London in 1782 is for one section of female society a seemingly endless parade of social engagements in the finest gowns with just one aim – to find a husband. The London in 1782 for another section of society is one of debauchery and servitude with just one aim – to find a keeper. In Daughters of Night these two worlds collide as the demimonde of prostitution entangles with the ‘Beau Monde’ of London society. All have their secrets and as the opening line of the novel tantalisingly suggests, “in the wrong hands a secret is a weapon.”
Protagonist, Caro Corsham, has a secret of her own she is trying to conceal as she heads to the bowers of the Vauxhall Pleasure Gardens to consort with someone who might be able to help. What she finds, however, is a murder which will subsequently lead her into a terrible tangle of corruption and deceit which will put her own, and many others’ lives, in mortal danger; not to mention the scandal. With the Bow Street runners turning a blind eye to any wrongdoing, Caro enlists the help of thief-taker, Peregrine Child, to discover the truth.

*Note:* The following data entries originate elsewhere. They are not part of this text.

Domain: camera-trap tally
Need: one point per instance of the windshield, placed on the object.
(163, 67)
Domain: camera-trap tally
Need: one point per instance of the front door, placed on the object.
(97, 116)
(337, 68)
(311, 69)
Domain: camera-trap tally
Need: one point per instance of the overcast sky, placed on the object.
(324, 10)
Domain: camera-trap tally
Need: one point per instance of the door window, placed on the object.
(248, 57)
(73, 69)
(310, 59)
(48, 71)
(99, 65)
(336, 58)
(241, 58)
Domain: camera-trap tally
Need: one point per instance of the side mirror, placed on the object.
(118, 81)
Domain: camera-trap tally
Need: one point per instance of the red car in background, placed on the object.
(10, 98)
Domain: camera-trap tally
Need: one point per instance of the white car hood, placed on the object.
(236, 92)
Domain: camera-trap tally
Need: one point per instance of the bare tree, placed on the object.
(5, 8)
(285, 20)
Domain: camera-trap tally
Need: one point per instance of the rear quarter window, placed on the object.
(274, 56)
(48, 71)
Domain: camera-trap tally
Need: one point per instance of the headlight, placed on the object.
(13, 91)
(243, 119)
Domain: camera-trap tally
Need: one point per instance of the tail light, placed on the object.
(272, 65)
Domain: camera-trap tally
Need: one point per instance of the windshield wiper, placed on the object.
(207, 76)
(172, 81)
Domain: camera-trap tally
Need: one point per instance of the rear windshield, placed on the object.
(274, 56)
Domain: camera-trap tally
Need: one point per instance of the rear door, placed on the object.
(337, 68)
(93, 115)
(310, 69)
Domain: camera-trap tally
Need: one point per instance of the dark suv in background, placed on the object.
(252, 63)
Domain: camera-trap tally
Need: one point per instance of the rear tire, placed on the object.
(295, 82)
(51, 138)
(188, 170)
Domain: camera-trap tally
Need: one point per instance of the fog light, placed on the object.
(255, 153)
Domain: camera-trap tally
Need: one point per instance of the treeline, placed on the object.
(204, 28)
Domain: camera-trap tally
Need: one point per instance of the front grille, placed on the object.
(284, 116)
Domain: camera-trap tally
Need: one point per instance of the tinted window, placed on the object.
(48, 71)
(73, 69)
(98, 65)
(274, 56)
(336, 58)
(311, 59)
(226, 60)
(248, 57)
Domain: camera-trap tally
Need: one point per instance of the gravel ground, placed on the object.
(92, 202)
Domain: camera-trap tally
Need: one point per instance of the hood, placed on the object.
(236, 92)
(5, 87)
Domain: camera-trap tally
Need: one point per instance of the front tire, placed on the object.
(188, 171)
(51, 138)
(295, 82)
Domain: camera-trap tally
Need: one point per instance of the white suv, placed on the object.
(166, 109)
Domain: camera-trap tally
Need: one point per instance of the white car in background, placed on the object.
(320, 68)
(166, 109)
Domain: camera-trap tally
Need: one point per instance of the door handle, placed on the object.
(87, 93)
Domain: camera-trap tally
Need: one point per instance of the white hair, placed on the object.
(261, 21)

Laura Shepherd-Robinson’s research of the time period is second to none and the reader is therefore entirely transported into the late 18th century and into the novel’s web of lies. As every new secret is unveiled suspicion turns to a different character and the reader attempts to play sleuth alongside Caro and Child, but Shepherd-Robinson has weaved far too clever a tale to reveal her secrets too early and it is not until the very end (and really the very end) that the reader learns the whole truth.
The twists and turns just keep on coming in this beautifully descriptive yet completely unapologetic novel – an introduction to mouse fur eyebrows one of the particularly toe-curling passages – and yet it is these details which show the reader the depth of research an accomplished author must go through to create such an authentic depiction of life at the time.
Daughters of Night has everything a historical crime thriller needs – intrigue, attention to detail, suspense, colourful characters and heroines a plenty. A triumph in its field.